Did you ever like ghost stories? Has anyone tried to tell you about haunted houses where strange things have gone bump in the night? Have people talked to you about “ouija” boards and mysterious séances? Have I now managed to get the hairs on the back of your neck standing straight up?

You may remember those days when adults standing up front in Sunday School or Scripture spoke to you about the “Holy Ghost”. This term changed to the “Holy Spirit” once little boys like me kept sounding a low and ominous “Woooooooo” whenever “Holy Ghost” was mentioned.

Perhaps you did a hunt through the Bible to find out how many times the word “spirit” was mentioned and where. Yes, you are quite right, “spirit” is first mentioned in the second verse in the story of creation where the Spirit of God hovered/brooded over the face of the waters.

Spirit is free. Spirit cannot be locked up (even though “spirits” can be bottled). We can’t nail spirit down. Spirit comes from God for spirit is within the triune God at the time when God alone existed. Although spirit can be contained within God, spirit emanates from God as God wills.

Pentecost celebrates the season when we, the one, holy, catholic, and apostolic church recognises that God, through Jesus Christ, has made spirit available to us where we are no matter who we are. We become energised by spirit because the Holy Spirit is God expressed in energy with us, among us, around us, and between us.

Too often we have looked upon the Holy Spirit as just a personal spiritual relationship between us and God – “We’ll build a world of our own that no one else can share” as the Seekers used to sing. I’ve heard many stories of spiritual journeys where it is just the person and God with the person pre-occupied with personal identity. Spirit is personal but by no means individualistically confined.

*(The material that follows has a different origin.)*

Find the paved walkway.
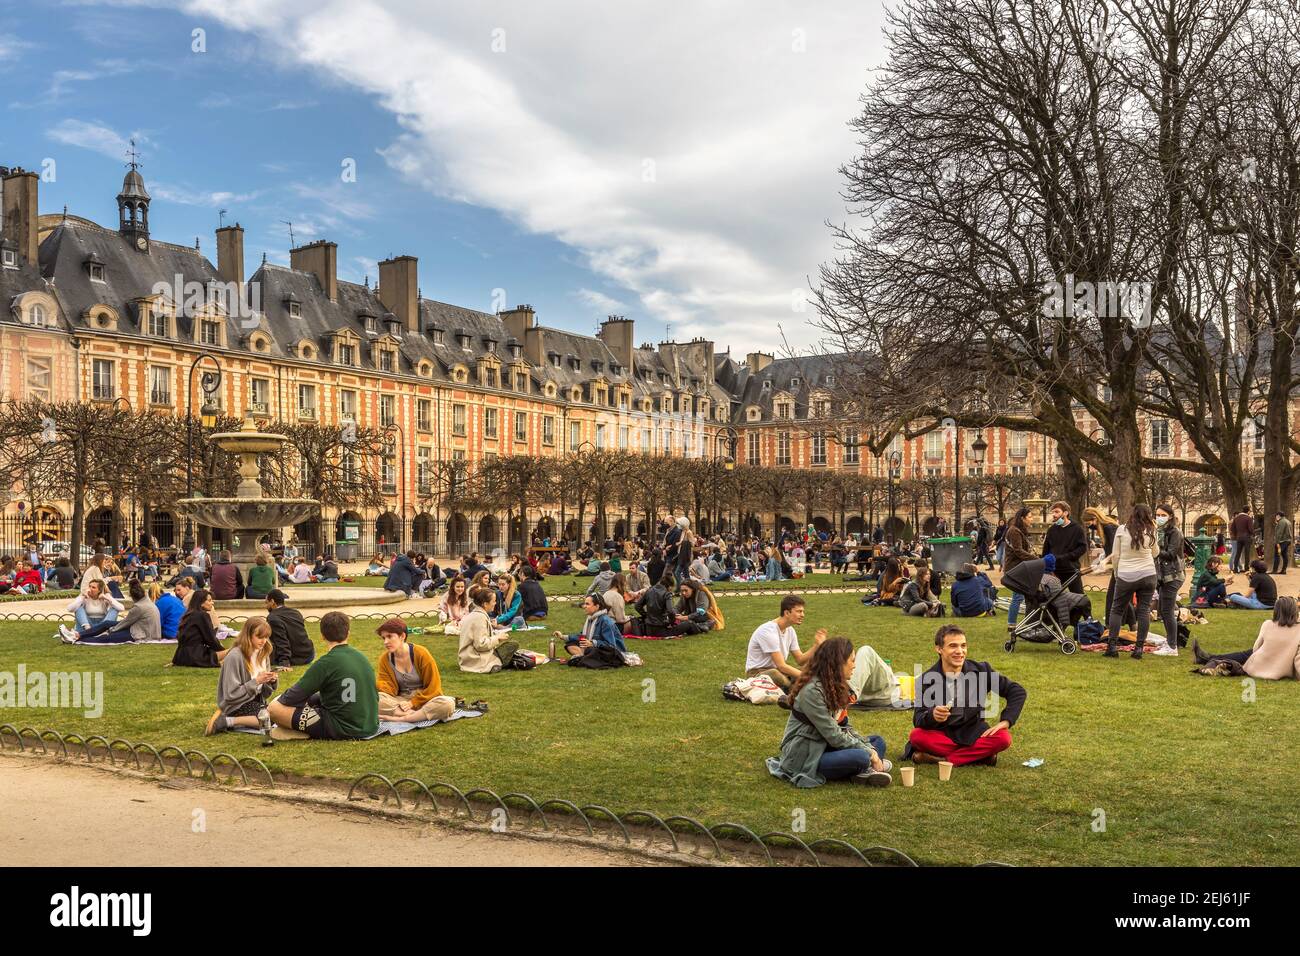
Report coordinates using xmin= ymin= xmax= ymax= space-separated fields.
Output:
xmin=0 ymin=757 xmax=658 ymax=867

Spirit involves relationships. When the prophet Elijah was about to depart forever, his apprentice Elisha asked to inherit his spirit (2 Kings 2:9). Jesus promised his disciples that by leaving them the spirit could then and would come. (John 16:7-15). In Jesus Christ, God had become matter. With the physical body of Jesus departing, God as matter would be replaced by God as energy. Einstein would have understood this relatively well.

Matter is confined to one place and one time. Energy is not. With Jesus ascended, the Spirit could be seen to be free to be wherever disciples gathered or scattered. When we gather for worship, the Spirit warms us like coals in the fire-place. When we scatter to serve, the Spirit becomes our energy expended for the world around us. When we are weak, this gives us strength.

This has come home to me personally earlier this year when a new chapter began for me with my need for regular peritoneal dialysis to support my weakened kidneys. The warm support I have been receiving continues to be my strength as I adjust to living with this attached lifeline catheter of mine. This has underlined for me the presence of the Holy Spirit among us 24/7.


So many of us can attest to the spirit moving among us at worship and fortifying us for service. This has kept us going for now over 2000 years and will nurture and sustain us for as long as God wants. Like Elisha and the first disciples we have inherited the Spirit from those who have since physically departed. We can pray that when our time eventually comes for us, too, to depart we will have mentored others so that they too may share in the joys and challenges of the Spirit as part of both the gathered and the scattered people of God.